Instructor: John Tsitsiklis
We will finish our discussion of classical statistical methods by discussing a general method for estimation, the so-called maximum likelihood method.
If an unknown parameter can be expressed as an expectation, we have seen that there's a natural way of estimating it.
But what if this is not the case?
Suppose there's no apparent way of interpreting theta as an expectation.
So we need to do something else.
So rather than using this approach, we will use a different approach, which is the following.
We will find a value of theta that makes the data that we have seen most likely.
That is, we will find the value of theta under which the probability of obtaining the particular x that we have seen-- that probability is as large as possible.
And that value of theta is going to be our estimate, the maximum likelihood estimate.
Here, I wrote a PMF.
That's what you would do if X was a discrete random variable.
But the same procedure, of course, applies when X is a continuous random variable.
And more generally, this procedure also applies when X is a vector of observations and when theta is a vector of parameters.
But what does this method really do?
It is instructive to compare maximum likelihood estimation to a Bayesian approach.
In a Bayesian setting, what we do is, we find the posterior distribution of the unknown parameter, which is now treated as a random variable.
And then we look for the most likely value of theta.
We look at this distribution and try to find its peak.
So we want to maximize this quantity over theta.
The denominator does not involve any thetas.
So we ignore it.
And suppose now that we use a prior for theta, which is flat.
Suppose that this prior is constant over the range of possible values of theta.
In that case, what we need to do is to just take this expression and to maximize it over all thetas.
And this looks very similar to what is happening here, where we take this expression and maximize it over all thetas.
So operationally, maximum likelihood estimation is the same as Bayesian estimation, in which we find the peak of the posterior for the special case where we're using constant or a flat prior.
But despite this similarity, the two methods are philosophically very different.
In the Bayesian setting, you're asking the question, what is the most likely value of theta?
Whereas in the maximum likelihood setting, you're asking, what is the value of theta that makes my data most likely?
Or what is the value of theta under which my data are the least surprising?
So the interpretation of the two methods is quite different, even though the mechanics can be fairly similar.
The maximum likelihood method has some remarkable properties that we would like now to discuss.
But first, one comment-- we need to take the probability of the observed data given theta.
This is a function of theta, and maximize it over theta.
In some problems, we can find closed form solutions for the optimal value of theta, which is going to be our estimate but more often, and especially for large problems, one has to do this maximization in a numerical way.
This is possible these days, and routinely, people solve very high dimensional problems with lots of data and lots of parameters using the maximum likelihood methodology.

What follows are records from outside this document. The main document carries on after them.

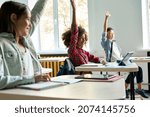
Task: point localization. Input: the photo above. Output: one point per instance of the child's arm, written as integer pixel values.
(74, 21)
(107, 15)
(74, 29)
(36, 14)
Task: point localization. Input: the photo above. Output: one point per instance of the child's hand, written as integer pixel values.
(72, 3)
(107, 14)
(102, 61)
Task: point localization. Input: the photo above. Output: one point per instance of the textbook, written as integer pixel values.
(41, 85)
(98, 77)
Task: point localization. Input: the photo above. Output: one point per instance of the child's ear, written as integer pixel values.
(13, 17)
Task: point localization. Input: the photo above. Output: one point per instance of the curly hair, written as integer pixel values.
(66, 36)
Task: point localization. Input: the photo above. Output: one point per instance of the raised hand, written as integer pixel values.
(73, 3)
(107, 14)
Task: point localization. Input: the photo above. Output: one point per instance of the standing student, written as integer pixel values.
(113, 53)
(18, 60)
(74, 39)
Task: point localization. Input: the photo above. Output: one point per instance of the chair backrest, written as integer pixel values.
(66, 69)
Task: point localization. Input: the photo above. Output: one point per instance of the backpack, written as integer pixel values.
(66, 69)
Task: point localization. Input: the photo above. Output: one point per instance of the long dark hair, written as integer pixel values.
(66, 36)
(7, 8)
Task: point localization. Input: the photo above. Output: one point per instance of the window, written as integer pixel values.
(55, 20)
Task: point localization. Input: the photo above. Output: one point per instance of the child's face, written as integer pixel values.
(23, 24)
(110, 34)
(82, 40)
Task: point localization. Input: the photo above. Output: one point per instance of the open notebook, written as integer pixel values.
(41, 85)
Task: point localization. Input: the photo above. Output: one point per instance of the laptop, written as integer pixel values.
(125, 59)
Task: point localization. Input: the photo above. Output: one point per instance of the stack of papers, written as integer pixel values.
(99, 77)
(66, 80)
(41, 85)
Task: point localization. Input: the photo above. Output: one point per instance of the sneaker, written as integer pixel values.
(141, 92)
(127, 94)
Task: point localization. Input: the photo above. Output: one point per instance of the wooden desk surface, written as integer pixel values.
(81, 90)
(140, 59)
(108, 68)
(53, 59)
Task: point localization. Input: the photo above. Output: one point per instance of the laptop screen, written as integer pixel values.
(127, 56)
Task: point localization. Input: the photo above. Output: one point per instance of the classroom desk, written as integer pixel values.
(140, 59)
(113, 67)
(46, 70)
(143, 60)
(81, 90)
(53, 59)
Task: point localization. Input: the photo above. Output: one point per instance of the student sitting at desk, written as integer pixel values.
(18, 60)
(113, 53)
(74, 39)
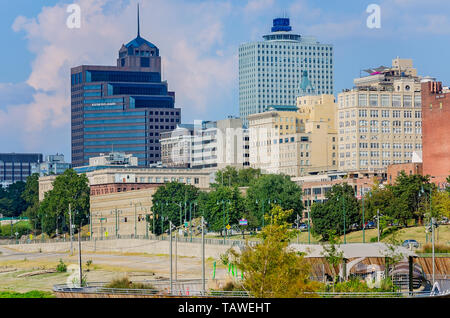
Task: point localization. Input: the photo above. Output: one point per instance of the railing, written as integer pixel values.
(193, 289)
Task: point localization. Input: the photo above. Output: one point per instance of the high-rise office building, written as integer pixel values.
(298, 141)
(380, 120)
(270, 71)
(17, 167)
(122, 108)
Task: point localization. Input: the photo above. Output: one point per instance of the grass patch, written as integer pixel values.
(30, 294)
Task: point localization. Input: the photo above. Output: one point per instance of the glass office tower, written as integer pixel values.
(270, 71)
(122, 108)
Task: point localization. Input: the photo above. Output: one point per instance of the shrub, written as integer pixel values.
(61, 267)
(125, 283)
(438, 248)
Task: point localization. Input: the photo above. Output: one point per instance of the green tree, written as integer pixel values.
(68, 188)
(222, 206)
(230, 176)
(11, 202)
(272, 269)
(329, 216)
(173, 203)
(271, 189)
(31, 197)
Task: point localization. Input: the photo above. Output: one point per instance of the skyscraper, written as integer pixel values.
(380, 119)
(122, 108)
(270, 71)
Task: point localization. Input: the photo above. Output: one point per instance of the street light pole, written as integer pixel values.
(203, 255)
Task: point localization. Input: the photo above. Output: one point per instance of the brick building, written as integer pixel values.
(436, 131)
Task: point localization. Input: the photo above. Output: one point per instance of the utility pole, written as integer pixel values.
(70, 231)
(176, 256)
(203, 254)
(170, 233)
(79, 257)
(378, 224)
(432, 245)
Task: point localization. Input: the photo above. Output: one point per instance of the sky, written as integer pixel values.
(198, 41)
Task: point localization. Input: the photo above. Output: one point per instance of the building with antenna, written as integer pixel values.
(122, 108)
(271, 71)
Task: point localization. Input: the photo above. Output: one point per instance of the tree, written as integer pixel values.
(271, 189)
(222, 206)
(173, 202)
(272, 269)
(441, 204)
(407, 192)
(71, 189)
(329, 216)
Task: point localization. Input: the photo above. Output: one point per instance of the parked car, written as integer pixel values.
(409, 243)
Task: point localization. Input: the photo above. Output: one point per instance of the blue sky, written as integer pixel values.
(198, 41)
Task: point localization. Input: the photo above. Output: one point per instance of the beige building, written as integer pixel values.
(295, 140)
(134, 175)
(121, 214)
(379, 121)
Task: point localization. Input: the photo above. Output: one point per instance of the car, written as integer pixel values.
(408, 243)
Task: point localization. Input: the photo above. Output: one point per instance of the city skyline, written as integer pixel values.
(201, 48)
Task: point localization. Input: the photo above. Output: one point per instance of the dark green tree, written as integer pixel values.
(328, 217)
(172, 202)
(230, 176)
(222, 206)
(272, 189)
(68, 188)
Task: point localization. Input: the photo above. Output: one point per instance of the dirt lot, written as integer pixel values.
(104, 267)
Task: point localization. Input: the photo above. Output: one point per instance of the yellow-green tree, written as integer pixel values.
(441, 204)
(271, 269)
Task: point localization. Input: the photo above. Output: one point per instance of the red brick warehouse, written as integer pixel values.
(436, 131)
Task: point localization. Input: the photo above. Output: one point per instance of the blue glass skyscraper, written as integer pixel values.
(122, 108)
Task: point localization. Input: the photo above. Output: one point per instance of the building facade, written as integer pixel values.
(436, 131)
(121, 178)
(270, 71)
(298, 141)
(17, 167)
(380, 119)
(176, 147)
(123, 107)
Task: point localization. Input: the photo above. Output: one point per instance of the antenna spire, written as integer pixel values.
(139, 24)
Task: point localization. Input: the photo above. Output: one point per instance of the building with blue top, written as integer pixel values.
(274, 71)
(122, 108)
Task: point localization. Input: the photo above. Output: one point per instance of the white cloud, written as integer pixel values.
(188, 35)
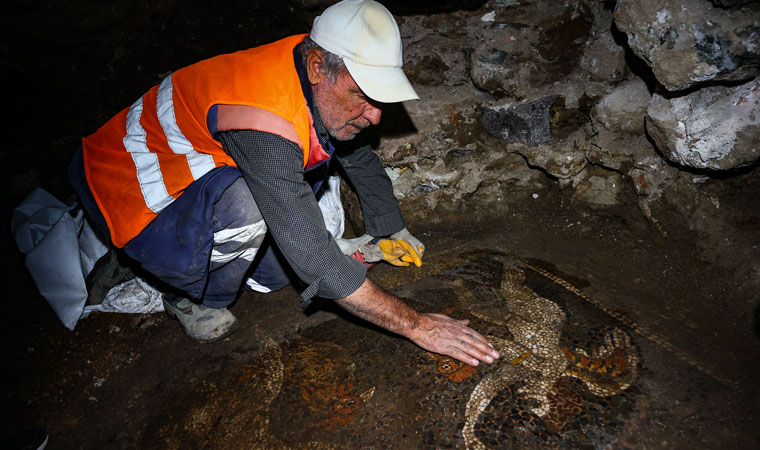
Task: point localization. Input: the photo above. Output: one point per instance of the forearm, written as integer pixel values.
(433, 332)
(375, 305)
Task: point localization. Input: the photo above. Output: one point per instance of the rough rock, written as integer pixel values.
(686, 42)
(604, 59)
(624, 108)
(562, 160)
(496, 71)
(527, 123)
(620, 151)
(598, 188)
(714, 128)
(529, 44)
(731, 3)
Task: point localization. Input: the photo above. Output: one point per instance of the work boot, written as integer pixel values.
(200, 322)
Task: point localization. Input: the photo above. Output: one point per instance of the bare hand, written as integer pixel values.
(442, 334)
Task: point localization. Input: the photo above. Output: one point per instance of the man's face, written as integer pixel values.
(344, 108)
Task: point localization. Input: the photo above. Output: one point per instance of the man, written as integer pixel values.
(163, 179)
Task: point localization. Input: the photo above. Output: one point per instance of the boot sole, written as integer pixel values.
(229, 331)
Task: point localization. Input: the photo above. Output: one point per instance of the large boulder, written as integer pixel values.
(714, 128)
(624, 108)
(687, 42)
(604, 59)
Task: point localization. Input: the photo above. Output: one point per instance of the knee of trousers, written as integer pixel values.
(239, 228)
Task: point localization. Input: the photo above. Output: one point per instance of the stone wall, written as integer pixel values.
(607, 100)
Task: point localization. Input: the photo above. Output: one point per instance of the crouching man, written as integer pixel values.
(193, 176)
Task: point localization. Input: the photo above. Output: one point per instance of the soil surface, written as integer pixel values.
(686, 370)
(667, 329)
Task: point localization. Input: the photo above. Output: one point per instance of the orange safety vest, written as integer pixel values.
(142, 159)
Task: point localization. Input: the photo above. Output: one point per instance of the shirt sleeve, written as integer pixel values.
(382, 215)
(272, 168)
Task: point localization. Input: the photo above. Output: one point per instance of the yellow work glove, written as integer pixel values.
(399, 253)
(418, 248)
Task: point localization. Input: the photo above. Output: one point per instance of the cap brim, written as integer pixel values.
(381, 83)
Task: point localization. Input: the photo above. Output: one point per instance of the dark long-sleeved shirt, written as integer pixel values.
(272, 168)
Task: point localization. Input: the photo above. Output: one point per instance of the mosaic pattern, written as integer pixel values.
(535, 358)
(567, 377)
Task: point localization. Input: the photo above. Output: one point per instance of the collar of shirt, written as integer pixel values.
(319, 126)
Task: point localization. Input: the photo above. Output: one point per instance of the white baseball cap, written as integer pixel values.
(366, 36)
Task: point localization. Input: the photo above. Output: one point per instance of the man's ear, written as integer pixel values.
(314, 67)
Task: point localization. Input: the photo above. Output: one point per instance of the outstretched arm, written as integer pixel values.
(434, 332)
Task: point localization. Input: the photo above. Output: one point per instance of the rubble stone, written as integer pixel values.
(624, 108)
(687, 42)
(527, 123)
(714, 128)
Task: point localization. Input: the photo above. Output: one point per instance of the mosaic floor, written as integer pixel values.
(569, 376)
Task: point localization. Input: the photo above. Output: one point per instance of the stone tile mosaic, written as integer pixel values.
(569, 377)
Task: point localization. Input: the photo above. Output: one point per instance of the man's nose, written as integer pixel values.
(373, 113)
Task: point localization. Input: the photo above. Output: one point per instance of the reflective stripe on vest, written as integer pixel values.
(147, 155)
(148, 169)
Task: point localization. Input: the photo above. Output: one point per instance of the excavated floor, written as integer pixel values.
(611, 338)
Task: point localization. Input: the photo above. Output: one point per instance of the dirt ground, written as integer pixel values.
(320, 379)
(131, 381)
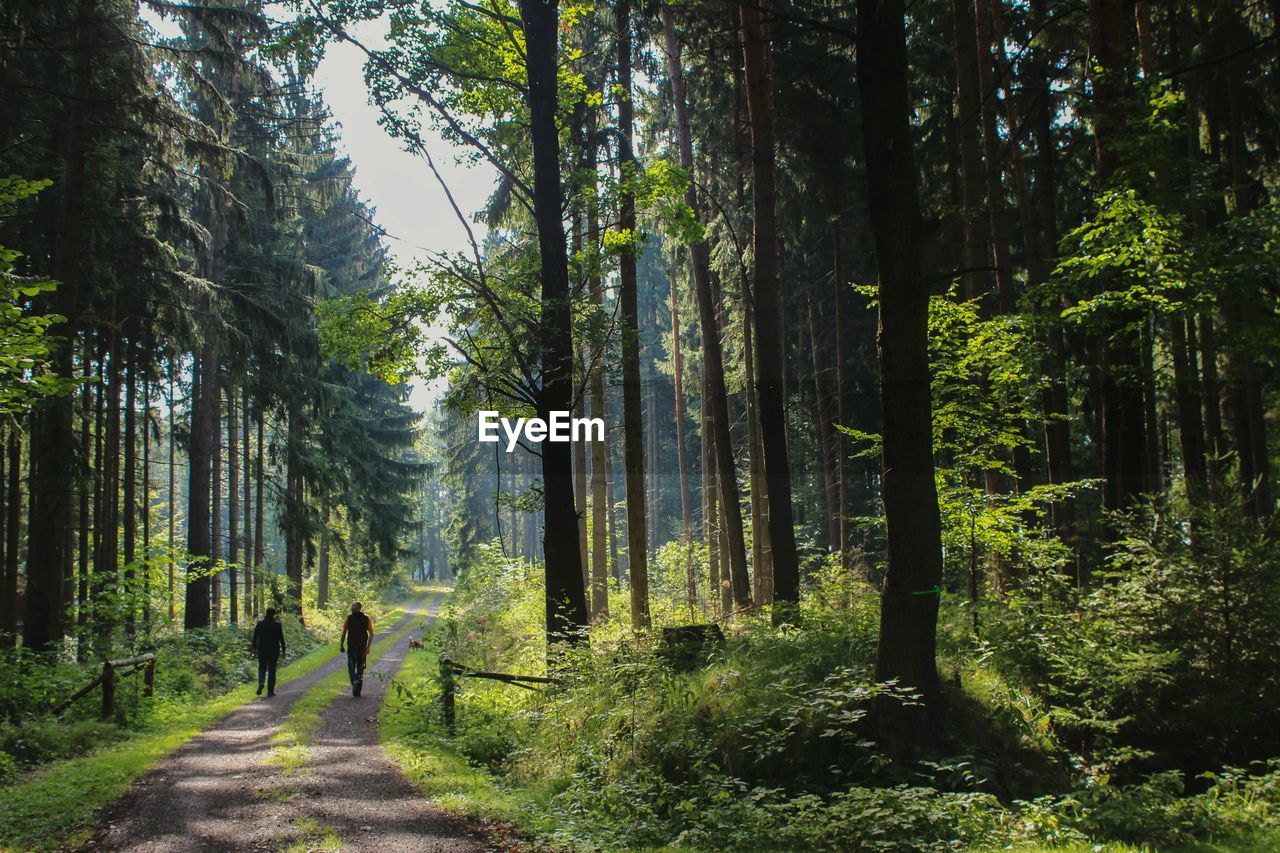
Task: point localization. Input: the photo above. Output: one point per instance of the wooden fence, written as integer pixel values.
(110, 669)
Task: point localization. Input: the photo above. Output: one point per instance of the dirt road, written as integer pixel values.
(220, 793)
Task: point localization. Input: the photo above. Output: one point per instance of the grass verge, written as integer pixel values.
(439, 772)
(54, 807)
(56, 802)
(289, 744)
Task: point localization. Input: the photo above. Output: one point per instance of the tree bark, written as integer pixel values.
(200, 466)
(632, 414)
(13, 532)
(686, 500)
(909, 603)
(53, 439)
(250, 610)
(129, 483)
(826, 441)
(566, 602)
(600, 511)
(259, 506)
(232, 506)
(973, 235)
(713, 356)
(771, 357)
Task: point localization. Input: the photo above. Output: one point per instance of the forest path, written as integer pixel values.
(222, 790)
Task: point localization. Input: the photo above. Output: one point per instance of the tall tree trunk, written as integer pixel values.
(826, 442)
(53, 441)
(837, 277)
(973, 233)
(250, 610)
(295, 511)
(1124, 429)
(87, 492)
(129, 483)
(173, 500)
(909, 603)
(106, 561)
(716, 398)
(323, 569)
(566, 602)
(580, 503)
(215, 512)
(686, 498)
(259, 506)
(769, 331)
(146, 496)
(711, 505)
(13, 532)
(200, 478)
(232, 505)
(632, 416)
(602, 524)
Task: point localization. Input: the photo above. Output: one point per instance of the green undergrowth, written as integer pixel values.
(54, 806)
(764, 743)
(55, 803)
(289, 744)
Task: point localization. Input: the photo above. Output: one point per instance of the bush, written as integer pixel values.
(1173, 661)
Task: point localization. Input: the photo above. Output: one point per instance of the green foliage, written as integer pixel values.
(1142, 254)
(1171, 660)
(24, 349)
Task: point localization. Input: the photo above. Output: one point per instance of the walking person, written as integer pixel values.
(357, 635)
(268, 647)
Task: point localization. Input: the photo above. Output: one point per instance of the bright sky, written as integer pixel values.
(408, 200)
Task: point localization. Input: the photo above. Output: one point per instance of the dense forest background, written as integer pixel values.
(936, 347)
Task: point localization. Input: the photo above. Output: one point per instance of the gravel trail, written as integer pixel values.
(216, 793)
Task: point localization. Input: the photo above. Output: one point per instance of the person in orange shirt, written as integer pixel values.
(357, 635)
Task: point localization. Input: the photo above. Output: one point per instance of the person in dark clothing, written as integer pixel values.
(268, 647)
(357, 635)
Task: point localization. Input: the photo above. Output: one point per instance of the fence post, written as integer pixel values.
(108, 690)
(447, 693)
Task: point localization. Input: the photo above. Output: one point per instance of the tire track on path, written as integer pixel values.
(220, 793)
(355, 792)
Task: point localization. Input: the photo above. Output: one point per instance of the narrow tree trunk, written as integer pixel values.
(173, 500)
(129, 484)
(323, 569)
(566, 602)
(259, 541)
(771, 360)
(215, 507)
(106, 562)
(632, 415)
(200, 477)
(909, 603)
(87, 493)
(826, 441)
(53, 439)
(13, 533)
(716, 396)
(711, 506)
(232, 505)
(146, 498)
(250, 610)
(602, 525)
(973, 231)
(686, 498)
(1124, 433)
(580, 502)
(295, 511)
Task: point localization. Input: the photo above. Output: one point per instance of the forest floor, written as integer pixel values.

The maximum likelihood methodology is very popular because it has a very sound theoretical basis.
I will list a few facts, which we will not attempt to prove or even justify.
But they're useful to know as general background.
Suppose that we have n pieces of data that are drawn from a model from a certain structure.
Then under mild assumptions, the maximum likelihood estimator has the property that it is consistent.
That is, as we draw more and more data, our estimate is going to converge to the true value of the parameter.
In addition, we know quite a bit more.
Asymptotically, the maximum likelihood estimator behaves like a normal random variable.
That is, after we normalize, subtract the target and divide by its standard deviation, it approaches a standard normal distribution.
So in this sense, it behaves the same way that the sample mean behaves.
Notice that this expression here involves the standard error of the maximum likelihood estimator.
This is an important quantity.
And for this reason, people have developed either analytical or simulation methods for calculating or approximating this standard error.
Once you have an estimate or an approximation of the standard error in your hands, you can further use it to construct confidence intervals.
Using the asymptotic normality, then we can construct a confidence interval in exactly the same way as we did for the case of the sample mean estimator.
And this, for example, would be a 95% confidence interval.
Finally, one last important property is that the maximum likelihood estimator is what is called an asymptotically efficient estimator.
That is, it is the best possible estimator in the sense that it achieves the smallest possible variance.
So all of these are very strong properties.
And this is the reason why maximum likelihood estimation is the most common approach for problems that do not have any particular special structure that you can exploit otherwise.